STAGIONE SINFONICA 2024
Michele Mariotti direttore
Eva Gevorgyan pianoforte
SIBELIUS | ŠOSTAKOVIČ | SCHUBERT
PROGRAMMA
“Valse triste” , op. 44 n. 1
Come Ravel col Bolero, anche Sibelius è stato “condannato” a rimanere famoso soprattutto per un brano, il Valse Triste op. 44, a dispetto di una produzione di enorme rilevanza per la storia della musica strumentale, che in Italia si affacciò per la prima volta proprio grazie a un cartellone sinfonico del Teatro Comunale. Inizialmente il brano faceva parte delle musiche di scena scritte per il dramma Kuolema (Morte) del cognato di Sibelius, Arvid Järnefelt, ma dopo la prima esecuzione del 1904, come brano autonomo, il Valzer prese una vita a sé stante, diventando uno dei pezzi emblematici del compositore finlandese.
Concerto n.2 in fa maggiore per pianoforte e orchestra, op. 102
Quattro anni dopo la morte di Stalin, nel 1957 Dmitrij Shostakovich dà alla luce uno dei brani più freschi e smaglianti della sua produzione.

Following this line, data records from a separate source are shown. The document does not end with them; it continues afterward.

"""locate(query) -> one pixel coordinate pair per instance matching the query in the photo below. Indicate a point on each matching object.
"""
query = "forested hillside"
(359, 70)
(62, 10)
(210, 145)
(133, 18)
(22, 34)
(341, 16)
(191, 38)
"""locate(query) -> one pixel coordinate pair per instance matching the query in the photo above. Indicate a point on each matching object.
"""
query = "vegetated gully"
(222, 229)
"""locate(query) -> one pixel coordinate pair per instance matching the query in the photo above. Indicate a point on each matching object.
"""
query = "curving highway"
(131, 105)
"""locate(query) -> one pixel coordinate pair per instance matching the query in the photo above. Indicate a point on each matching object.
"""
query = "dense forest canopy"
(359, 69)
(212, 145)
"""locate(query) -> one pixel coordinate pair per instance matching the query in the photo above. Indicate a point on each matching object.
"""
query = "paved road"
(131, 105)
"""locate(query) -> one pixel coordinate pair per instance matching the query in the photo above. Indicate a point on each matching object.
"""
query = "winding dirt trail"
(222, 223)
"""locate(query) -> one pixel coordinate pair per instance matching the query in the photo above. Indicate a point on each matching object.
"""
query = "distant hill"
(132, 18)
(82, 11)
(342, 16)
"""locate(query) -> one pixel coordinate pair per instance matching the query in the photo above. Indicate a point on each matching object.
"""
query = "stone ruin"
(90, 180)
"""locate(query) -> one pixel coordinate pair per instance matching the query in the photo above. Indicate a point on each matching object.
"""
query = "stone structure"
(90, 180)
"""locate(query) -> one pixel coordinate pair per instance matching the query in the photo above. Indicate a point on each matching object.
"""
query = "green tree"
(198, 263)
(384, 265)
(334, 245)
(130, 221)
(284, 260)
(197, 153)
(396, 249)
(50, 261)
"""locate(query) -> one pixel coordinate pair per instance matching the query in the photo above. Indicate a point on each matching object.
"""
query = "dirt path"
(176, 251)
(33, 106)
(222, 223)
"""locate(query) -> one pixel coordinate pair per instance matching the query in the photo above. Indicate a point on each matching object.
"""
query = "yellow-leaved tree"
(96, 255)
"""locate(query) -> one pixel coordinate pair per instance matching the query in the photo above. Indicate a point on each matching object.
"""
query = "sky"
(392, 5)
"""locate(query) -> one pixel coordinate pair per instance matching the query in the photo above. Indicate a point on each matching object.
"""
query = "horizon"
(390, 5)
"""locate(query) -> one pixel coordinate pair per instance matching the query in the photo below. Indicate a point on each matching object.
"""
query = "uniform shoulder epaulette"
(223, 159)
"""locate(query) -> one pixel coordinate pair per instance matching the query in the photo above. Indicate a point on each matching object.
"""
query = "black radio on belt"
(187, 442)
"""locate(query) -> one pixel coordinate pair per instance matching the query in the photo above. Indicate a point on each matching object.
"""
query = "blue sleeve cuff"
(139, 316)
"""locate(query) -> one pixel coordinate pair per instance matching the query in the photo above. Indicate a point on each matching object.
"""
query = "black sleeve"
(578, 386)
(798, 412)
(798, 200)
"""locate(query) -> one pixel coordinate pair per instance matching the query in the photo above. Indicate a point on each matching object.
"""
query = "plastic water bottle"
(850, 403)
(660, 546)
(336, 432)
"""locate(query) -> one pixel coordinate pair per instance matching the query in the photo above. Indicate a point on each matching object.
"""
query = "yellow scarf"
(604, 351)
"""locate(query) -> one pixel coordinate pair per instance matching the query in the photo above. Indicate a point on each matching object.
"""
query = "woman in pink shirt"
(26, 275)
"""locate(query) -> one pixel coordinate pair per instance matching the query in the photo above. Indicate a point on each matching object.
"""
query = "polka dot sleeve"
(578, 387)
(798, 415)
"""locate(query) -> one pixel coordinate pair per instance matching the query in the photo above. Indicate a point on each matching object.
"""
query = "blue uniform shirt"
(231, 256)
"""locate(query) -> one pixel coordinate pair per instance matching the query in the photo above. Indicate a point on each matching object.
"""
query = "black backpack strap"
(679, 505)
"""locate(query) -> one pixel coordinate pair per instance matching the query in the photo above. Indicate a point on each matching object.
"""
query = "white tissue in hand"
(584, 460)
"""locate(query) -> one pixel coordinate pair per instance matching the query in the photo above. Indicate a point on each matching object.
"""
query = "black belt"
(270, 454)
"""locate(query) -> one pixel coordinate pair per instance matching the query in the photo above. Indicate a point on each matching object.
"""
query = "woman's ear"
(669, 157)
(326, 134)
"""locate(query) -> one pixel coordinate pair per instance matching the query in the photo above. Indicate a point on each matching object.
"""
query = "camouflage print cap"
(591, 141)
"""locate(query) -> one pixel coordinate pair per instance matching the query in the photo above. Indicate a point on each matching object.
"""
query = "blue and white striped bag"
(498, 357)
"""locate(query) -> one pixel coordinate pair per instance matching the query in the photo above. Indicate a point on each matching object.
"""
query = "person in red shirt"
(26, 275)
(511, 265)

Dopo anni di terrore, cui il compositore aveva reagito con pagine titaniche, drammatiche, laceranti, ma anche connotate da ironia e gusto per la battuta salace, arriva questo improvviso e momentaneo disgelo, un regalo di compleanno per il figlio Maxim, pianista, da cui deriva un’energia prorompente ma anche un tono lirico e affettuoso. Quell’irrefrenabile senso di allegria del primo e del terzo movimento ha spinto persino la Disney a scegliere alcuni estratti per la sequenza del soldatino di piombo nel film “Fantasia 2000”.
Sinfonia n. 9 in do maggiore D 944, La grande
Lunga e travagliata è la genesi della Sinfonia n. 9 di Franz Schubert, la “Grande”. Rifiutata nel 1826 e poi ancora nel 1828 dall’orchestra della Gesellschaft der Musikfreunde di Vienna perché ritenuta troppo lunga e difficile, la Sinfonia finì in un cassetto e venne riscoperta da Robert Schumann solo nel 1839, cioè 11 anni dopo la morte dell’autore, in occasione di una visita a Ferdinand Schubert, fratello di Franz. Si deve quindi a Schumann se la sinfonia avrà la benedizione di una prima esecuzione pubblica, a Lipsia, il 21 marzo 1839, sotto la guida di Felix Mendelssohn. Decisivo, in questo ultimo capolavoro sinfonico schubertiano, è il rapporto a distanza con l’omologa Nona Sinfonia di Beethoven, scritta nel 1824, da cui Schubert prende lo spunto per un’opera di grandioso ottimismo, quasi utopica nella sua vastità di respiro. Prova ne sia il finale, in cui compare un’esplicita citazione dell’Inno alla gioia beethoveniano.